Yerba Buena Gardens
Yerba Buena Gardens is the name for two blocks of public parks located between Third and Fourth, Mission and Folsom Streets in downtown San Francisco, California. The first block bordered by Mission and Howard Streets was opened on October 11, 1993. The second block, between Howard and Folsom Streets, was opened in 1998, with a dedication to Martin Luther King, Jr. by Mayor Willie Brown. A pedestrian bridge over Howard Street connects the two blocks, sitting on top of part of the Moscone Center convention center. The Yerba Buena Gardens are owned by the San Francisco Redevelopment Agency and were planned and built as the final centerpiece of the Yerba Buena Redevelopment Area which includes the Yerba Buena Center for the Arts.
Yerba Buena was the name of the town in the Mexican territory of Alta California that became the city of San Francisco, California, after it was claimed by the United States in 1846.
The original block opened in 1993 contains several public art installations. The Martin Luther King, Jr. Memorial is located behind a waterfall, which is the largest fountain on the West Coast. The King memorial consists of large, etched glass excerpts of King's speeches in the languages of San Francisco's sister cities, and also includes a large green space where performance arts events are held throughout the year. The entire memorial was a collaborative project between Sculptor Houston Conwill, Poet Estella Majoza and Architect Joseph De Pace. In the sculptor's words: The Memorial is “a sacred space … meant to be experienced as a cultural pilgrimage and a journey of transformation.” The act of entering the Fountain from the Garden, reading of the text from North wall to East then, South Wall while beneath the water, then exiting back out into the garden, represents 'a cultural pilgrimage and contemplative metaphorical journey of transformation,' parallel to the Southern tradition of baptism by full immersion in water common within Old School Baptist churches like those of King's grandfather, legendary minister Adam Daniel Williams. On the terrace level above the waterfall is the Sister Cities Garden, where visitors can see an expertly manicured garden with plants representing each of San Francisco's sister cities, as well as a partial view of the downtown skyline.

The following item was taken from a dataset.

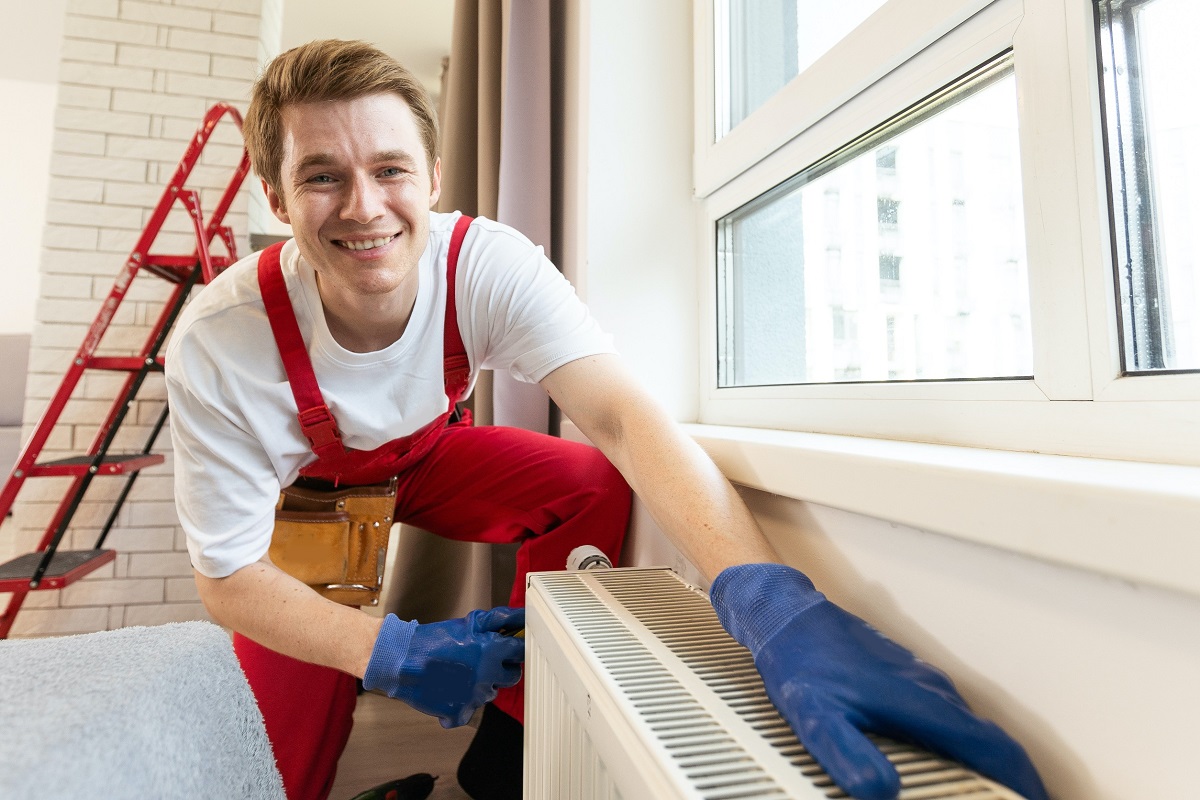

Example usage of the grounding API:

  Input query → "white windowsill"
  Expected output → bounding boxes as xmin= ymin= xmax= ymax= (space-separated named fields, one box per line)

xmin=684 ymin=425 xmax=1200 ymax=595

Located in the Gardens proper are the Yerba Buena Center for the Arts, a contemporary arts center in the North block, and the Children's Creativity Museum (Zeum), a children's media and technology museum in the South block. An ice skating rink, a bowling alley, and a restored 1905 carousel originally located at Playland-at-the-Beach can also be found in the South block. Eateries within the gardens include the B Restaurant and Grill and the Samovar Tea Lounge on the North block's terrace, Mo's Grill on the South block's upper walkway, and a snack shop by the carousel.
Nearby museums include: San Francisco Museum of Modern Art, Contemporary Jewish Museum, Museum of the African Diaspora, Children's Creativity Museum (Zeum), and Cartoon Art Museum. Other exhibiting institutions nearby include SF Planning and Urban Research Association and California Historical Society.
The Mexican Museum is (as of 2015) planned to be built across Mission Street as part the 53-story Yerba Buena tower, which will consist mostly of luxury condominiums. The project is planned to cost $500 million ($30 million of which for the museum) and will complete the "Yerba Buena district" redevelopment area, which apart from the Yerba Buena Gardens includes the Metreon and Moscone Center.
Located within two blocks of Yerba Buena Gardens are many hotels, museums, and retail centers. The St. Regis Museum Tower, W Hotel San Francisco, San Francisco Marriott, Four Seasons, and InterContinental Hotel San Francisco are some of the largest hotels in the area. Retail in the area include the Metreon bordering the North block, and the Westfield San Francisco Centre one block away in the old Emporium building, featuring San Francisco's first Bloomingdale's.